For the first time, Saudi Arabia's Football Federation (SAFF) welcomes two women onto its board of directors, Adwa Al Arifi and Reham Al-Onaizan. Prior to joining the SAFF board, Al-Arifi was part of a seven-member corporate social responsibility committee and holds a degree in business administration, while Al-Onaizan was Senior Manager at the General Entertainment Authority, bringing with her extensive experience in corporate performance and initiative management planning.

“Football in Saudi Arabia has always unified us as families behind TV screens, and now inside stadiums, to support our clubs and national teams who made us happy and proud for years. It is such an honor to be able to serve the youth and families of Saudi Arabia through football […] For us, football is more than a sport, it’s a rich cultural activity that brings us all together,” said Al-Arifi following the announcement of her appointment.

Adwa Al Arifi

These landmark appointments come just months after Saudi Arabia appointed Princess Reema Bint Bandar Bin Sultan as President of the Saudi Federation for Community Sports in the change for Community Olympics, making her the first woman to lead a federation in the Kingdom covering sporting activities for both men and women.

In Saudi Arabia, football is a much-loved sport by all. In fact, it is one of the most popular and fastest-growing sports for women in the Kingdom, with off-shoot businesses springing up because of this, such as football-team branded abayas. This phenomenon has been largely attributed to key changes that have been made at a legislative level, allowing women more access to public games and active lifestyles.
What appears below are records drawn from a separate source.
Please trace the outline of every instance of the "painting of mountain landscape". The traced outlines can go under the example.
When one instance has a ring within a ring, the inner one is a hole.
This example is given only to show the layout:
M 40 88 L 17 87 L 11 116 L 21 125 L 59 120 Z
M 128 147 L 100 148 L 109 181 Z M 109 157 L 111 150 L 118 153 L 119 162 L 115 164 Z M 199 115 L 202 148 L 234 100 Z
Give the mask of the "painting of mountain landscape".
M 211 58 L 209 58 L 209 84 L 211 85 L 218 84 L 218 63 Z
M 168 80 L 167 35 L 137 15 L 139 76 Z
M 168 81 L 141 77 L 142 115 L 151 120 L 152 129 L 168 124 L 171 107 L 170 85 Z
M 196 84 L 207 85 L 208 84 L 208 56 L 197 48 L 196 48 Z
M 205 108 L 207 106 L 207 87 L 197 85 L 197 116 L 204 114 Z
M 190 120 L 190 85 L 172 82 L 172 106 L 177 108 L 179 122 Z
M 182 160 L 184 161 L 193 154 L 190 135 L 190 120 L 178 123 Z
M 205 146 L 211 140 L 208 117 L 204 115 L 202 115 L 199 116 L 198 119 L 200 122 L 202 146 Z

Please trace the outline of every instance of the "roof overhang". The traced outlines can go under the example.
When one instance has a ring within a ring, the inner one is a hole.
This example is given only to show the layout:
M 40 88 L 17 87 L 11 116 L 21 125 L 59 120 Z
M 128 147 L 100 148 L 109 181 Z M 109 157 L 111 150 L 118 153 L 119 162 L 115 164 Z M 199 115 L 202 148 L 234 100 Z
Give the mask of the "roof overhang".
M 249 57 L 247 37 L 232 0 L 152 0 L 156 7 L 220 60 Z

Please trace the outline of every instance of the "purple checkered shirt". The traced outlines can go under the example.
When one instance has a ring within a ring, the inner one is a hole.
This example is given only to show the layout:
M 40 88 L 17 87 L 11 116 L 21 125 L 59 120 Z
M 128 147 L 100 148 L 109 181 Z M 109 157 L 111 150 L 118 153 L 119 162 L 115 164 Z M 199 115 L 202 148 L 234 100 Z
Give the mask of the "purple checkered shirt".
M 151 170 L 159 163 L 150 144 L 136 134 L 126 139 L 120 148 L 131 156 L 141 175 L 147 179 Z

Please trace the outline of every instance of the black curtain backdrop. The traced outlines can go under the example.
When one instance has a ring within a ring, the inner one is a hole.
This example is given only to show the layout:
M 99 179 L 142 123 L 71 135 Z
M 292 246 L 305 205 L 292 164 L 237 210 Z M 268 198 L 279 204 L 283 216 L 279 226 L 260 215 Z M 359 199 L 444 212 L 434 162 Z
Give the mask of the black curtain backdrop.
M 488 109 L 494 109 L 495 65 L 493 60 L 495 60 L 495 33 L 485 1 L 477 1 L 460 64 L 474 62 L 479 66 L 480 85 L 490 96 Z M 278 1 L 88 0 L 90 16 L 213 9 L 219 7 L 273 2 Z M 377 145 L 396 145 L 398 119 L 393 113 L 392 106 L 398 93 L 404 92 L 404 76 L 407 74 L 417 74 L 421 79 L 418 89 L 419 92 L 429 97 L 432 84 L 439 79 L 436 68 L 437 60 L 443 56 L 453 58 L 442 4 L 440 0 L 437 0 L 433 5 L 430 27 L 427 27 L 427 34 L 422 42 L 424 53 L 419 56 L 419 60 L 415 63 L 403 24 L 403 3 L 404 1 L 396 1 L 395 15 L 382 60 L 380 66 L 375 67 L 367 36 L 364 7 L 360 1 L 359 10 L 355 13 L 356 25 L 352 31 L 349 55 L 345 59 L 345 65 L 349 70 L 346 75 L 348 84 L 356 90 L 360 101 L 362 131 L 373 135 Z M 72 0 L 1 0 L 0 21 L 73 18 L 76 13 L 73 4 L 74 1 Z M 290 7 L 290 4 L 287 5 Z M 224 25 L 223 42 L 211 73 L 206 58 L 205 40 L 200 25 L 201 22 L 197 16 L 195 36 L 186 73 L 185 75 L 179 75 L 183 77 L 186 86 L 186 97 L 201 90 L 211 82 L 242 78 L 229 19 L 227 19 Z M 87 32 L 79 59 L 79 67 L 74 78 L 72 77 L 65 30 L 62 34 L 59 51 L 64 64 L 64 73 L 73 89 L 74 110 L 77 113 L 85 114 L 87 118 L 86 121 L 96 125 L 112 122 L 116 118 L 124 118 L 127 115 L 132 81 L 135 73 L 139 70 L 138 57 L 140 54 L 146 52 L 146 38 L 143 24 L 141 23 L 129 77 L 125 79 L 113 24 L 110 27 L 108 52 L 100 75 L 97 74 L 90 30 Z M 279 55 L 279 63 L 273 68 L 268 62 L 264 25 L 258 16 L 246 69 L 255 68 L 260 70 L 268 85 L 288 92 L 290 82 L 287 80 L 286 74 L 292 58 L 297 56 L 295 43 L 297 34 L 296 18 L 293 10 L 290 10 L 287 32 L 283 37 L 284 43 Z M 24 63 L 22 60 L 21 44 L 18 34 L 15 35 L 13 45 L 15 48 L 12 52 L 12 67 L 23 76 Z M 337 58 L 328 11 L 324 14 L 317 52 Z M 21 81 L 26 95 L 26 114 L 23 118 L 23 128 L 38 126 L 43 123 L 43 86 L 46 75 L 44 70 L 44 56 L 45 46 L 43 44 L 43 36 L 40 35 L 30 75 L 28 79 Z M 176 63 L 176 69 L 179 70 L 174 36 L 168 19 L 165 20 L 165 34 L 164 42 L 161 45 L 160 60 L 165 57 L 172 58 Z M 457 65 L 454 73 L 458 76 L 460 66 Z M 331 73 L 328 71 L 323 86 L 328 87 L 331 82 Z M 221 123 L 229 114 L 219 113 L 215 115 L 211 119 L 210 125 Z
In January this year, just months following the ascension of Crown Prince Mohammed Bin Salman to his role, Saudi Arabia started allowing women to spectate at a football match for the first time in the Kingdom’s history. This move, along with many others designed to encourage women to participate in sports and take up a healthier way of life, have been seen as part of Saudi Arabia’s Vision 2030, a national plan to not only diversify its economy but also transform its society, part of which involves the easing of strict rules on gender separation.